Les conditions d’accès à la naturalisation, notamment en ce qui concerne l’intégration, doivent être définies de manière juste et proportionnée. Elles ne doivent pas avoir d’effet discriminatoire ni être trop sévères. Un examen approfondi et minutieux de chaque cas est indispensable, toutes les circonstances pertinentes du cas particulier devant être prises en compte de manière équilibrée. Les critères individuels ne peuvent être évalués isolément que s’ils revêtent une importance particulière, par exemple en cas d’infractions graves. De petites insuffisances peuvent être compensées par des qualités particulières dans d’autres domaines (par. 10 al. 2 KBüV).
Le tribunal administratif et le Tribunal fédéral réaffirment l’État de droit
En mars 2022, le tribunal administratif du canton de Schwyz statue en faveur de T.O. Il reconnaît que cette unique infraction au code de la route ne constitue pas un danger objectif et ne remet pas en cause une intégration par ailleurs réussie. Néanmoins, T.O. s’est vu imposer un délai d’attente de deux ans avant de pouvoir poursuivre la procédure de naturalisation, sans qu’une justification convaincante n’ait été donnée.
Le 21 mai 2025, dans un arrêt de principe, le Tribunal fédéral corrige cette décision. Il lève la suspension et précise que les condamnations pénales ne peuvent pas automatiquement conduire au refus d’une demande de naturalisation. Il convient plutôt, à la lumière de l’art. 8 CEDH et de l’art. 12 LN, de procéder à une appréciation approfondie de chaque cas. Le Tribunal fédéral renvoie l’affaire au SEM, qui ne s’était pas prononcé sur les autres critères d’intégration dans sa décision.
Selon le Tribunal fédéral, les autorités ne doivent pas appliquer de manière schématique des critères préétablis, mais bien tenir compte de l’ensemble du parcours d’intégration et des circonstances personnelles de la personne concernée.
Une portée symbolique au-delà du cas d’espèce
Le cas de T.O. n’est pas isolé; il met en lumière la pratique contestable de refuser la naturalisation sur la base de critères rédhibitoires, sans considérer l’évolution personnelle, l’intégration sociale et de l’engagement durable au sein dans la communauté.
L’association «Einbürgerungsgeschichten.ch» considère que cette décision constitue un véritable changement de paradigme.
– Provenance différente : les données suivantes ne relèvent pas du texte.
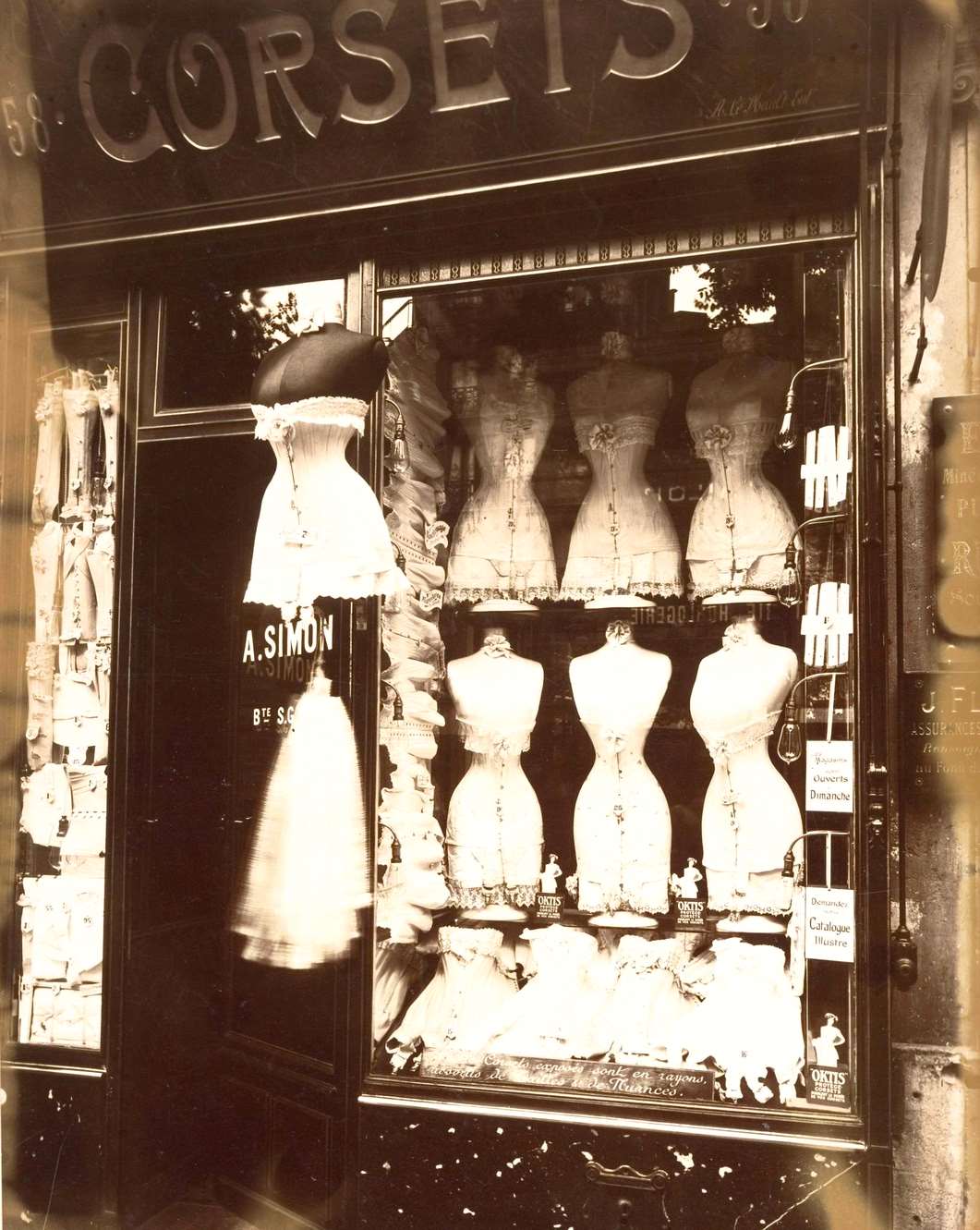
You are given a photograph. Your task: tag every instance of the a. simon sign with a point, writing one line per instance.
(147, 111)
L’application systématique de la loi a non seulement permis de faire respecter un droit individuel, mais aussi d’initier un changement de cap nécessaire. À l’avenir, les autorités devront étudier la situation dans son ensemble, et ne pas se limiter à l’examen du casier judiciaire.
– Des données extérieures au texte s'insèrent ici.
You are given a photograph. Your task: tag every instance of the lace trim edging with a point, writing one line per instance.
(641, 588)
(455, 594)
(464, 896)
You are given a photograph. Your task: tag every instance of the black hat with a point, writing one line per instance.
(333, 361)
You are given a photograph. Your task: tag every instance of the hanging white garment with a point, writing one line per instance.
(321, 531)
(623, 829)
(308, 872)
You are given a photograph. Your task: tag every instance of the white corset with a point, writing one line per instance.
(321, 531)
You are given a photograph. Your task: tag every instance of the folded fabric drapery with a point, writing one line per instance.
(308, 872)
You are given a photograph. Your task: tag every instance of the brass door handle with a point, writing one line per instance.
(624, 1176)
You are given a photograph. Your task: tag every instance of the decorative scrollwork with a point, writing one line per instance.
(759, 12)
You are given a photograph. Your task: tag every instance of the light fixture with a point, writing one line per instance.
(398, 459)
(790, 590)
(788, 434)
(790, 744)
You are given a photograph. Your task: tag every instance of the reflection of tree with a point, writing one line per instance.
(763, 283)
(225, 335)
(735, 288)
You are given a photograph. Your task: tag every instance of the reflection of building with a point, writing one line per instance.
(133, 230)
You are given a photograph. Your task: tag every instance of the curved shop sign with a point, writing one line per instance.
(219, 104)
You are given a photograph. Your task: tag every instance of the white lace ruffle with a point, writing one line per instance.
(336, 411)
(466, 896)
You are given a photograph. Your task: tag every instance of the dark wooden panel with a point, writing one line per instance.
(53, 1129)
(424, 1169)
La naturalisation, une reconnaissance d’appartenance
Le parcours de T.O. montre que la naturalisation n’est pas un simple système de récompense pour l’absence d’erreurs, mais l’expression d’une appartenance sociale. L’intégration ne se limite pas au respect des règles: elle suppose une participation active, une compréhension et une contribution à la société. Tout membre de la société depuis plusieurs décennies mérite une évaluation nuancée, et ne peut faire l’objet de voir sa demande rejetée froidement sur la base d’une interprétation peu élaborée.
Le Tribunal fédéral a rappelé que les êtres humains ne sont pas des formulaires et que toute personne mérite d’être jugée non pas à travers leurs erreurs ponctuelles, mais au regard de son parcours global.